Dans un contexte de tensions persistantes dans l’Est de la RDC, la visite éclair du Président togolais Faure Gnassingbé à Kinshasa suscite autant d’espoirs que d’interrogations. Reçu en tête-à-tête par Félix Tshisekedi ce mercredi 16 avril 2025 à la Cité de l’Union Africaine, le nouveau médiateur désigné par l’Union africaine a entamé sa mission sous le signe de la discrétion, refusant toute déclaration à la presse à l’issue des deux heures d’entretien.
Cette rencontre stratégique intervient à un moment charnière du processus de paix dans la région des Grands Lacs. Quatre jours seulement après la reprise officielle du dossier par le médiateur, les contours du processus aligné de Luanda-Nairobi ont été au cœur des discussions. Une manière pour le successeur de João Lourenço de prendre le pouls d’un dossier complexe, où les enjeux géopolitiques se mêlent aux impératifs sécuritaires.
La nomination de Faure Gnassingbé n’est pas le fruit du hasard. Elle résulte de consultations préalables minutieuses et d’une approbation formelle par l’Assemblée des chefs d’État et de gouvernement de l’UA. Le président togolais, connu pour son expérience en matière de médiation régionale, hérite d’un dossier épineux : mettre fin au soutien rwandais présumé à la rébellion du M23 tout en coordonnant les efforts des facilitateurs du processus de paix fusionné.
Le défi est de taille pour ce nouveau médiateur, qui devra composer avec une équipe de facilitation aussi prestigieuse qu’hétéroclite. Uhuru Kenyatta, Sahle-Work Zewde, Catherine Samba-Panza, Olusegun Obasanjo et Kgalema Motlanthe : autant de personnalités dont les visions et les méthodes pourraient tantôt se compléter, tantôt s’opposer. La question qui se pose est de savoir comment Faure Gnassingbé parviendra à harmoniser ces différentes approches tout en maintenant le cap sur l’objectif principal : la pacification de l’Est congolais.
Cette médiation relancée survient alors que la région connaît une recrudescence des violences, malgré les multiples initiatives de paix. L’échec relatif du précédent médiateur, João Lourenço, qui a jeté l’éponge en mars dernier après plusieurs tentatives infructueuses, pèse comme une ombre sur cette nouvelle initiative. Le président angolais avait pourtant mis en œuvre toute la diplomatie dont son pays est capable, sans parvenir à des résultats tangibles.
La stratégie de Faure Gnassingbé reste encore à déchiffrer.
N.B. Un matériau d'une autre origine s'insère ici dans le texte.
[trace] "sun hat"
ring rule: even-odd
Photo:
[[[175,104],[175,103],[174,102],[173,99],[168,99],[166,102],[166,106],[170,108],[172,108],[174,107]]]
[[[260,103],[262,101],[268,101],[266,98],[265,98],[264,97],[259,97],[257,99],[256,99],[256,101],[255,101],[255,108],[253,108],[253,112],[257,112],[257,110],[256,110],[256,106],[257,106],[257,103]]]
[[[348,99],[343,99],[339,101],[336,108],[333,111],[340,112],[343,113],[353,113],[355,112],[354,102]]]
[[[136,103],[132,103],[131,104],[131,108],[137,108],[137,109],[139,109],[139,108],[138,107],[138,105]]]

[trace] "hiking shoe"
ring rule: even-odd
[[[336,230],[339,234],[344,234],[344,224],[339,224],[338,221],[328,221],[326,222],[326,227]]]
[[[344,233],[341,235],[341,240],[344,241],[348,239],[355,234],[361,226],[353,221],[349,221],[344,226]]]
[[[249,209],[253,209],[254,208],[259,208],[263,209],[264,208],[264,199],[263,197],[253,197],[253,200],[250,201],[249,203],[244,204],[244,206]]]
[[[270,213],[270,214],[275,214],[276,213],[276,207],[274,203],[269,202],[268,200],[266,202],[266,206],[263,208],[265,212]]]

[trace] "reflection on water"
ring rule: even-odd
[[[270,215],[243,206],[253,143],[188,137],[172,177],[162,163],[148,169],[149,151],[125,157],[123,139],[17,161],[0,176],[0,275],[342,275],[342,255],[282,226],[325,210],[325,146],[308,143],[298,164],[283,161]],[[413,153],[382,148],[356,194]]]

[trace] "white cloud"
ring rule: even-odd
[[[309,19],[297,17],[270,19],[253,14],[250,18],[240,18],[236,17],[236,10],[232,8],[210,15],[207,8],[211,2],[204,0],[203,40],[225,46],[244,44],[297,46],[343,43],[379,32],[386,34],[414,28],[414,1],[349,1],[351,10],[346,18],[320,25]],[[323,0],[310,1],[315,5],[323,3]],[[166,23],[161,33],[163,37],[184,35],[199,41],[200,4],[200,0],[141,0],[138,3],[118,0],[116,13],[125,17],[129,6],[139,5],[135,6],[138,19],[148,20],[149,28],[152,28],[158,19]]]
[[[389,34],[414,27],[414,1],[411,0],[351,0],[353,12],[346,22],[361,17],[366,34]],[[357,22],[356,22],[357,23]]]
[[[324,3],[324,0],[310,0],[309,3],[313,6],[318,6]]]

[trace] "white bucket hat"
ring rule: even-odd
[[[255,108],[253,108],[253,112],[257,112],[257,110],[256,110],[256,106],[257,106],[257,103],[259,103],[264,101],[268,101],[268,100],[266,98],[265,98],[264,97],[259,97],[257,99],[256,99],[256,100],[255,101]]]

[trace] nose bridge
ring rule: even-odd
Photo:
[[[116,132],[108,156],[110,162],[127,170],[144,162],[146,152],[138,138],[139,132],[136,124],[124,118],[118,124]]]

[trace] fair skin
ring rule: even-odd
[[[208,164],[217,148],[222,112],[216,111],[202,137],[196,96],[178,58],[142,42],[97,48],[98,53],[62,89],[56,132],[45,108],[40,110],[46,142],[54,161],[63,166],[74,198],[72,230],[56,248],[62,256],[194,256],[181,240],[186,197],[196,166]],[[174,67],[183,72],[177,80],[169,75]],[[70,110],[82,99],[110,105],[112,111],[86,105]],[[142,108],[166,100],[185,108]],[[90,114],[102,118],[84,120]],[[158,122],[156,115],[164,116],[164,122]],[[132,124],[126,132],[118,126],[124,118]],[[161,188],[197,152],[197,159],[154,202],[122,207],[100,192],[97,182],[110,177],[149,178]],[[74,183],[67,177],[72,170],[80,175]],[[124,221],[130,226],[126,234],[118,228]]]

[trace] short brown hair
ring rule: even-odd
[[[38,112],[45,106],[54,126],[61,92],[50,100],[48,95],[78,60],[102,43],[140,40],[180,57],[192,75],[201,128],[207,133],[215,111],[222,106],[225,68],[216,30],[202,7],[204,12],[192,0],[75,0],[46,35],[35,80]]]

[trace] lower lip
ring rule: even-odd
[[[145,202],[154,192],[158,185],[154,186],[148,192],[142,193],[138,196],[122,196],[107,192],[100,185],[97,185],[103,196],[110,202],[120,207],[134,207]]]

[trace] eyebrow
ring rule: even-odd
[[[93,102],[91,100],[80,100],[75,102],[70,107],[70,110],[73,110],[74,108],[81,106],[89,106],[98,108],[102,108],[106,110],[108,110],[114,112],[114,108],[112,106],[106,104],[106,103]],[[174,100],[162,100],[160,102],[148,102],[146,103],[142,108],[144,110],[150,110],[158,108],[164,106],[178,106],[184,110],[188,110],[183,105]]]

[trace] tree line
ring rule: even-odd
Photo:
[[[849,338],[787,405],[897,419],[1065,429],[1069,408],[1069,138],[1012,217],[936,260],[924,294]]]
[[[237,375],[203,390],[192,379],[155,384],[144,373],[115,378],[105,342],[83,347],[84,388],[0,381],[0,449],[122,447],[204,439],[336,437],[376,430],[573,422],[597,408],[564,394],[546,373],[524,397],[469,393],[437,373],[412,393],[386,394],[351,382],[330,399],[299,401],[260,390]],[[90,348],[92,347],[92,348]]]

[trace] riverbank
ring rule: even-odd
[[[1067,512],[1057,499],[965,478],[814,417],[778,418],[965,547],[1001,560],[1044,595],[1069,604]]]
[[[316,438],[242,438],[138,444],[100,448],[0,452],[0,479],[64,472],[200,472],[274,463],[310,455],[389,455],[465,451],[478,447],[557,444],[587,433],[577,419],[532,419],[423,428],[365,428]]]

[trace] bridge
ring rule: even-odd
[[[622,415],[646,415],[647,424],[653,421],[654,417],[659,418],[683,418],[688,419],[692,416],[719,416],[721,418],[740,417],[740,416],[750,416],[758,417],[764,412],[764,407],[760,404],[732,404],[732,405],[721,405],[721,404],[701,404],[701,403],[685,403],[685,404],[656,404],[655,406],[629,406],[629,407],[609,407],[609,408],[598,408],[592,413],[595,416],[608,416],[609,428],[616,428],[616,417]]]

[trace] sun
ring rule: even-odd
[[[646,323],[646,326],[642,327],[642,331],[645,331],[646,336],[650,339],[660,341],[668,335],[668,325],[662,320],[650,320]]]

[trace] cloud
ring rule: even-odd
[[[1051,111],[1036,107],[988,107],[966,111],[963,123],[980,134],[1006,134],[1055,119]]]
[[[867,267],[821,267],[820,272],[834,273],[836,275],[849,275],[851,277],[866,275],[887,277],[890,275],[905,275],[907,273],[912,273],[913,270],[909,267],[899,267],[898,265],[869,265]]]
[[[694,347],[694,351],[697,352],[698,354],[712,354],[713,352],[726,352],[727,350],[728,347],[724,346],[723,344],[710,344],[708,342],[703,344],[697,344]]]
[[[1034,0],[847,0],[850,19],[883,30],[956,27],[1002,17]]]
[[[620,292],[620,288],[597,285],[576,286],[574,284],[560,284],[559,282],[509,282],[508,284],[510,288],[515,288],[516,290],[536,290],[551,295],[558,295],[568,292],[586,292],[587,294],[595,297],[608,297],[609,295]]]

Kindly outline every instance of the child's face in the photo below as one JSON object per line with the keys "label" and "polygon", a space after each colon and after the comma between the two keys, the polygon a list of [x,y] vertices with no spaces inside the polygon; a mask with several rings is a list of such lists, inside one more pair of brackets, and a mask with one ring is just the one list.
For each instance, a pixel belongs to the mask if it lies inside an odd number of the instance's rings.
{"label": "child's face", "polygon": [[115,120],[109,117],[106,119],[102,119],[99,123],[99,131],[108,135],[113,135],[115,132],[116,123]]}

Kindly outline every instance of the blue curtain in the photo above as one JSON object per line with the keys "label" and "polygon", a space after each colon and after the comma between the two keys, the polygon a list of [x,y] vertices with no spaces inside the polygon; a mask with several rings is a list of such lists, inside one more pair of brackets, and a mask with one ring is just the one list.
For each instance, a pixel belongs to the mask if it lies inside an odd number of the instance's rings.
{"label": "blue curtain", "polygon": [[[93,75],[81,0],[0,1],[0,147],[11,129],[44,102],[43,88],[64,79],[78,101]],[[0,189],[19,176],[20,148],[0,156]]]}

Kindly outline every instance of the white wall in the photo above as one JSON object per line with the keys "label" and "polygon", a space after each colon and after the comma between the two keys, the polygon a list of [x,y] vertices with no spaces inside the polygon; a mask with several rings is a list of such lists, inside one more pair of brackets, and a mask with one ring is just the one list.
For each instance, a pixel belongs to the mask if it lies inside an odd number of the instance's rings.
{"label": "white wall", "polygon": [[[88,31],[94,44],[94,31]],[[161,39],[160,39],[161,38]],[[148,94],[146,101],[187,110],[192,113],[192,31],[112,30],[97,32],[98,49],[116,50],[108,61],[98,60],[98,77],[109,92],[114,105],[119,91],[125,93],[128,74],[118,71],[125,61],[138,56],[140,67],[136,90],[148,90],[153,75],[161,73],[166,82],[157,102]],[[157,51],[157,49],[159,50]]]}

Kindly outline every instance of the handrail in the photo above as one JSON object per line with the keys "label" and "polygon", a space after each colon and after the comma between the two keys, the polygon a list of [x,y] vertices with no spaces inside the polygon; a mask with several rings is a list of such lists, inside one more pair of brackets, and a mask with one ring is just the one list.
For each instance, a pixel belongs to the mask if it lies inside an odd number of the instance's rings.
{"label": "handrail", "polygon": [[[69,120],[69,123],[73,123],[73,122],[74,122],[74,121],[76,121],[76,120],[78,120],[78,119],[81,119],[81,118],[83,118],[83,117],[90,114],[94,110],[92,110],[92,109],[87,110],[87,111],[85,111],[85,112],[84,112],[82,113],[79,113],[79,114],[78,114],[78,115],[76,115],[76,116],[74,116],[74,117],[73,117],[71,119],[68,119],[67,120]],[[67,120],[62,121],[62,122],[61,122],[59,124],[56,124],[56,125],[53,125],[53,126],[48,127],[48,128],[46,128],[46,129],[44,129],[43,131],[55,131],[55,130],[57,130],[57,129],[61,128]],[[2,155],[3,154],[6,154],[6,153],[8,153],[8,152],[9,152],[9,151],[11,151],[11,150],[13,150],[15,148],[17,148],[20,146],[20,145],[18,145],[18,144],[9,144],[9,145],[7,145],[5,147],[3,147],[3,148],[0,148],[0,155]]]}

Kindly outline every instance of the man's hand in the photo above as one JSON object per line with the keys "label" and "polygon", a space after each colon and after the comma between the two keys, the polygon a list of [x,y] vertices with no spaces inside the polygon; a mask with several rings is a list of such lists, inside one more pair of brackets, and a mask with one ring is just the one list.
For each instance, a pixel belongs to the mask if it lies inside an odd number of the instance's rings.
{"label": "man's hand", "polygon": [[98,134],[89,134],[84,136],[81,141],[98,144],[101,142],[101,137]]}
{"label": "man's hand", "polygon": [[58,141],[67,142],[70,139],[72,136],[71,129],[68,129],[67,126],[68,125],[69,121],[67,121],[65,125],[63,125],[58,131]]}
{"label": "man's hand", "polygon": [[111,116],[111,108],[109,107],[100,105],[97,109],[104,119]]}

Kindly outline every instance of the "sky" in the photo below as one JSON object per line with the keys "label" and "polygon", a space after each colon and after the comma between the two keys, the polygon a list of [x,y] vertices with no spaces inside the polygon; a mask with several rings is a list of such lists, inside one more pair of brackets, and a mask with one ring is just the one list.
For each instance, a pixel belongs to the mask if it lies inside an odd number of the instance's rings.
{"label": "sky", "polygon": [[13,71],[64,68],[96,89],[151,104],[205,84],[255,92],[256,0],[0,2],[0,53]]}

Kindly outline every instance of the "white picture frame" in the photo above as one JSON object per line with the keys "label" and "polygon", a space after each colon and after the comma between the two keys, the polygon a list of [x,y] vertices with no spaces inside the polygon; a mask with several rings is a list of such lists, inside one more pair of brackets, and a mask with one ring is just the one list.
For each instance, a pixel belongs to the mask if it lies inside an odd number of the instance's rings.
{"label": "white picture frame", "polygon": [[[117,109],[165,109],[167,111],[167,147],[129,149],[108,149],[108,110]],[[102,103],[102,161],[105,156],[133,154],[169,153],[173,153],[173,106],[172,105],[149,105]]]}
Ses premières actions – cette visite discrète à Kinshasa après une escale à Luanda – trahissent-elles une approche plus réservée, moins médiatique que celle de son prédécesseur ? Ou s’agit-il simplement des prémisses d’une médiation qui préfère travailler dans l’ombre avant de dévoiler ses cartes ?
Ce qui est certain, c’est que l’Union africaine, par cette nomination, réaffirme sa volonté de jouer un rôle central dans la résolution des crises internes au continent. Une manière aussi de contrer les critiques récurrentes sur son incapacité à régler les conflits africains sans recourir à des solutions extérieures. Mais entre les déclarations d’intention et les résultats concrets, le chemin reste long, particulièrement dans un dossier aussi complexe que celui de l’Est de la RDC.
Les prochaines semaines seront cruciales pour évaluer la marge de manœuvre réelle du nouveau médiateur. Parviendra-t-il à imposer son leadership face aux multiples acteurs impliqués dans ce conflit ? Sa capacité à naviguer entre les intérêts divergents des parties prenantes sera déterminante pour l’avenir de cette médiation – et peut-être pour la stabilité de toute la région des Grands Lacs.